Why is my cat playing in the litter box?

Your kitty’s litter box is a surprisingly exciting place. If you want to know why cats like playing in their feces, you’ve come to the right place. Most people think that something must be wrong if a cat plays with its waste. That may be true, but there are also plenty of other reasons.

Why Does My Cat Play With His Poop

How do you get the kitten to stop playing with poop

If you’re tired of seeing your kitten playing with and even eating feces, here are some things to try before deciding whether it needs to see a vet for constipation. The most important thing is to remember that if your kitten isn’t in pain or uncomfortable, then there’s no need to bring him in for treatment. Cat poop eating is normal behavior, not something you need to worry about unless it’s paired with diarrhea or other symptoms of illness. Here are some things you can try for occasional pooping-and-playing habits: It might be time for a litter box cleaning if there’s been a change in frequency (more frequent or less frequent) or consistency (loose stool vs.

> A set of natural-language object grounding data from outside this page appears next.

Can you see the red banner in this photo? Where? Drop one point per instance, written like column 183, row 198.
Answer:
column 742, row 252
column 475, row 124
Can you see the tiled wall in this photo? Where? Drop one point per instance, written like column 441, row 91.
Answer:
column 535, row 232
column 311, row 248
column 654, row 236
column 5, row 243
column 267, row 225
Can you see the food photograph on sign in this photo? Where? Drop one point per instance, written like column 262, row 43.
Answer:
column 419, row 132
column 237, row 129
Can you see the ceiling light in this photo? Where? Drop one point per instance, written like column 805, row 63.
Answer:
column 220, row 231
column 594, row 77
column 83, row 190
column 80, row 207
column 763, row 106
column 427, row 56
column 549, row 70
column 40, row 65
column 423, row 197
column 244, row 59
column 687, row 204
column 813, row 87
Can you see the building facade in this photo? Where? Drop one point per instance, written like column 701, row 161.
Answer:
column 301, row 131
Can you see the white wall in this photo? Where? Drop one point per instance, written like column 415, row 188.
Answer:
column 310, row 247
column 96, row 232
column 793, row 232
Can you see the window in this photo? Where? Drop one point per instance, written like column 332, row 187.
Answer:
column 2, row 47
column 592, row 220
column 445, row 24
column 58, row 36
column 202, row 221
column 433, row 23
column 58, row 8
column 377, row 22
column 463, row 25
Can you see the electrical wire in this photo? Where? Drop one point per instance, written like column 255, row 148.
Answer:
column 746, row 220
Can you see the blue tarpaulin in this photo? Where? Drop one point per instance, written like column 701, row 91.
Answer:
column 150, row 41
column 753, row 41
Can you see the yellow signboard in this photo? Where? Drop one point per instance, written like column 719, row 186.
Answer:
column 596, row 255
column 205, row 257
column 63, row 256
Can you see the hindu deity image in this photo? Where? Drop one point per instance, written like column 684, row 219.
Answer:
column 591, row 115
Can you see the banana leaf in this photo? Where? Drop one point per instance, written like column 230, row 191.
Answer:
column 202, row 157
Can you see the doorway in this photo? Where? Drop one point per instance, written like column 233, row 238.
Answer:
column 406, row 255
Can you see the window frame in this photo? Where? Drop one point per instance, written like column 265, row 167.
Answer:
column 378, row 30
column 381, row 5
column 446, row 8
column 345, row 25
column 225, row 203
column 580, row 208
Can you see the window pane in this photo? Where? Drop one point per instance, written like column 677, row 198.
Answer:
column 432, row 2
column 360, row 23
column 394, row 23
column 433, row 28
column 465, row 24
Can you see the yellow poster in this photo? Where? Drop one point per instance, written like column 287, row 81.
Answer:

Why is my cat bringing me her poop?

There are many reasons why your kitty might be playing in and around her deposits. Understanding them is key to determining how best to stop her from doing so. Some cats may use coprophagia (cop-off-uh-gee-uh) to mark their territory, while others may find it stimulating or even mildly pleasurable. One thing is sure: If she keeps going at her waist, she could become ill, so take action now!

How do I stop my cat from playing with poop?

This is typical behavior of cats and is also perfectly natural. Cats roll around in their feces to smell more like their territory, and they will be able to mark their territory by spraying pee on objects nearby. If you want to stop your cat from playing with feces, the first thing to remember is that punishment doesn’t work for unwanted behavior—no matter how bad you want them to stop! The good news is, as long as it’s been less than 24 hours since your cat has played in its stool, there are some steps you can take right away.

Why is my kitten playing in his litter box?

Why is your kitten playing in his litter box? As kittens grow into adult cats, you’ll notice that their interaction with their litter box changes. They might use it for elimination only or start scratching around or digging at their feces and urine. One of the most common questions we get from our readers at Catster is why is my kitten playing in her litter box? While it’s pretty easy to understand why a dog would take an interest in a freshly deposited pile of waste — after all, she’s probably been trained to seek out and dig up buried treasures — people often wonder why kittens are so fascinated by stuff that came out of them.